Я не совершал преступления с Джоанн. Наши отношения имели обоюдное согласие, они не являлись противозаконными. Но Айвори? Проступки между учениками и учителями не так просто взять и смести под ковер. Подобное пестрит в заголовках новостей. Даже самые лучшие адвокаты в мире не смогут спасти меня от обвинений, которые последуют, если нас застанут вместе.

– Ты должен сократить свои потери, сынок. – Отец надевает очки на нос, кладет руки на стол и наклоняется. – Бросай эту чертову работу, раз и навсегда покончи с Джоанн и, если придется, уезжай из штата. Дерьмо из Шривпорта может преследовать тебя до сих пор.

Мама качает головой.

– Фрэнк, не стоит говорить об этом. Наша семья наконец-то снова вместе в Новом Орлеане и...

– Нет, мам. Он прав. – Я встаю из-за стола и выливаю недопитое пиво в раковину.

Я уже безумно опьянен Айвори Вестбрук и не знаю, как долго ещё продержусь, не давая слабину.

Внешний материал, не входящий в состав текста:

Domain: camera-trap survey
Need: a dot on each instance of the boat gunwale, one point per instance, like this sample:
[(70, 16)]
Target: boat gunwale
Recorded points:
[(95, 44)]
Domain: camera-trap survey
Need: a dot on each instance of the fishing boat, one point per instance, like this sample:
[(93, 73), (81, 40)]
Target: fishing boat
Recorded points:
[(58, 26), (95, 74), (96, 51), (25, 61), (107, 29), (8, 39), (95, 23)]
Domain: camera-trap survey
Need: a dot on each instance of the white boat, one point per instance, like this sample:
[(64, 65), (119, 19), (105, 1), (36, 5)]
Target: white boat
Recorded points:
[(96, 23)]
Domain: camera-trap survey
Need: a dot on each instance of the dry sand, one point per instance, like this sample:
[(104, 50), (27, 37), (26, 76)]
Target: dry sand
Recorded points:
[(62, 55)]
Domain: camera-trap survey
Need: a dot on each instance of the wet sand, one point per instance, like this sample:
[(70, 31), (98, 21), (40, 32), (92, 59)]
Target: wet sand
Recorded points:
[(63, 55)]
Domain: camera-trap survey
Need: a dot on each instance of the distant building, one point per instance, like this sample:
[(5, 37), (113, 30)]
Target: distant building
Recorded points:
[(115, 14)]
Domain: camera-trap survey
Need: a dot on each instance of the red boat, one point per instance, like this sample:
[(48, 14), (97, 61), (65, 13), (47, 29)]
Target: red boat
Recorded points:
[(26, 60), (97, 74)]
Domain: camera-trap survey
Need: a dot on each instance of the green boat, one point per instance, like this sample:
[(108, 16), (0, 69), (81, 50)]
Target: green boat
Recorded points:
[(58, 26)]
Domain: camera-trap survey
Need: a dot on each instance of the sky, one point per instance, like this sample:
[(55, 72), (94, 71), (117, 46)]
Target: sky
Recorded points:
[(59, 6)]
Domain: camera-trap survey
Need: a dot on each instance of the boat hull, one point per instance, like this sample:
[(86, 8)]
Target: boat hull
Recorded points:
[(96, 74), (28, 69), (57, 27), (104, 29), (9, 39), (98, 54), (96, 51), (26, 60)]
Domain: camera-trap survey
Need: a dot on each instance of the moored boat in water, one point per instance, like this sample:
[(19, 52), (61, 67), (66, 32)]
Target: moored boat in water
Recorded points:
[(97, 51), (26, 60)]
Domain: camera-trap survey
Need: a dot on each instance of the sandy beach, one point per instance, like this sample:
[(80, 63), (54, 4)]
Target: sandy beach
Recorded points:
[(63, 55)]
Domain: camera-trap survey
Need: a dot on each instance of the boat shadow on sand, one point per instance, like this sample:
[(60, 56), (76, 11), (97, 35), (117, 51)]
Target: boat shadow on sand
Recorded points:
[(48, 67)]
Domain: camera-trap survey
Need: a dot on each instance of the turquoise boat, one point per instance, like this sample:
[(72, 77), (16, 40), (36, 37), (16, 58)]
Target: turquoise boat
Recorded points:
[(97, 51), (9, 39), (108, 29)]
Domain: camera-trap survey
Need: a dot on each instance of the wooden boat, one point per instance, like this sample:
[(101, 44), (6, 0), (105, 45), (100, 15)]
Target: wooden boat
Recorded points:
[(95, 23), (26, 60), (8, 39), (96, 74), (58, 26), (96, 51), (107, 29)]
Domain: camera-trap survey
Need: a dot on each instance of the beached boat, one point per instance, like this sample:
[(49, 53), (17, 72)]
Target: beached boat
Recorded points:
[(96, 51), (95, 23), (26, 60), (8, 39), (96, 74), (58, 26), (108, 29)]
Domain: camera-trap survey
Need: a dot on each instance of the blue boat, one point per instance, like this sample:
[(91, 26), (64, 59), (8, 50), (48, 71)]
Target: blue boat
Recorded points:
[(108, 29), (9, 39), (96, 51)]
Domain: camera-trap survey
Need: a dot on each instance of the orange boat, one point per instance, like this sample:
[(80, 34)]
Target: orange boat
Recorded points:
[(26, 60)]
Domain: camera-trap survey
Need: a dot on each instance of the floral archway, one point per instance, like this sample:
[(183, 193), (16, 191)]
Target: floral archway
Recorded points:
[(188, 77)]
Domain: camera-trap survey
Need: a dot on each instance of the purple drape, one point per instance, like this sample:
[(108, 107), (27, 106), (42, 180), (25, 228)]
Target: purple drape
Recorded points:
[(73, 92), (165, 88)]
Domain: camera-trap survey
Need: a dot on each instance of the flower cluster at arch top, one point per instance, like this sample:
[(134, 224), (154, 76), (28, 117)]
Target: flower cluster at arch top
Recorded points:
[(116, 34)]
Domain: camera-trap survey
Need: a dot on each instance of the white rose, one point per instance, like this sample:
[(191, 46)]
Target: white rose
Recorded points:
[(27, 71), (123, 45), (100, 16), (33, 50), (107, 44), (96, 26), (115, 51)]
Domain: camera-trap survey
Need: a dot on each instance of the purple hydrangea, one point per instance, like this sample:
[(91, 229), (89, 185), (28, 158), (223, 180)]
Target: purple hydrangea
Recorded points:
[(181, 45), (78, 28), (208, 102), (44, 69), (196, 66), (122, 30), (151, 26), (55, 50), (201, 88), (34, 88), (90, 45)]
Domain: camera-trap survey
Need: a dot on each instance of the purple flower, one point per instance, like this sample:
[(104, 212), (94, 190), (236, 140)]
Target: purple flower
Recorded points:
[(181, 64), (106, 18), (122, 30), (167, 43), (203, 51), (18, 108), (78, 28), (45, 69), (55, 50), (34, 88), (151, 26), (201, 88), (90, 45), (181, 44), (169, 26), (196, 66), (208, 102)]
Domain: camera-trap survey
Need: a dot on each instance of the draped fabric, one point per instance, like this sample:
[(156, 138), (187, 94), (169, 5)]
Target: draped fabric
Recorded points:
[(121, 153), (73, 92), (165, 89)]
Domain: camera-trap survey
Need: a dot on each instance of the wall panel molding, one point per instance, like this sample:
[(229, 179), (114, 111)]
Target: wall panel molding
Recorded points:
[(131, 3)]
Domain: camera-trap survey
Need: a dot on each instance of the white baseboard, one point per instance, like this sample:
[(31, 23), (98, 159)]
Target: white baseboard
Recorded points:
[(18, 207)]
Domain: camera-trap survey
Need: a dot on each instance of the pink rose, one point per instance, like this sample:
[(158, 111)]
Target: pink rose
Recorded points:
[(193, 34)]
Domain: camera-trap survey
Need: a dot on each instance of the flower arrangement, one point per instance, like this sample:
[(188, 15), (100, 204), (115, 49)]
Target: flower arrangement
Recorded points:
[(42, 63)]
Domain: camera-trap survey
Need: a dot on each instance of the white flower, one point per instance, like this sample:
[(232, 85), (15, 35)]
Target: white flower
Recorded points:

Я могу сохранить работу, пытаться игнорировать это запретное влечение, в противном случае потерпеть неудачу, рискуя попасть в тюрьму. Или могу уйти из Ле Мойн, черт побери, избавиться от искушения, чтобы никогда больше ее не видеть.

Грудь сжимает боль от мучительной правды. Я знаю... Боже, помоги мне, я знаю, что мне нужно сделать.

Глава 19

АЙВОРИ

– Это ты во всем виновата!

Внутри меня все переворачивается от пронзительного крика матери и ненависти в ее темных глазах.

Я даже не знаю, в чем меня обвиняют. Сейчас середина ночи, и она ворвалась ко мне в комнату, включив свет и разбудив меня своим безумным воем.

Лежа на диване, на котором я всегда сплю, я подтягиваю ноги ближе к телу, сворачиваясь в клубок и прижимая Шуберта к груди.

– В чем? В чем моя вина?

Мама вернулась домой месяц назад, оплакивая парня, который ее бросил. Она плачет по нему до сих пор.

– Если бы не ты... – Она начинает шагать по гостиной и спотыкается о собственные ноги, дергая за стриженные пряди волос. – Чертова эгоистка!

Когда-то она была хорошенькой, пухленькой и соблазнительной, с радостным блеском в глазах. Но наркотики и горе высушили ее тело. При виде неё у папы разрывалось бы сердце.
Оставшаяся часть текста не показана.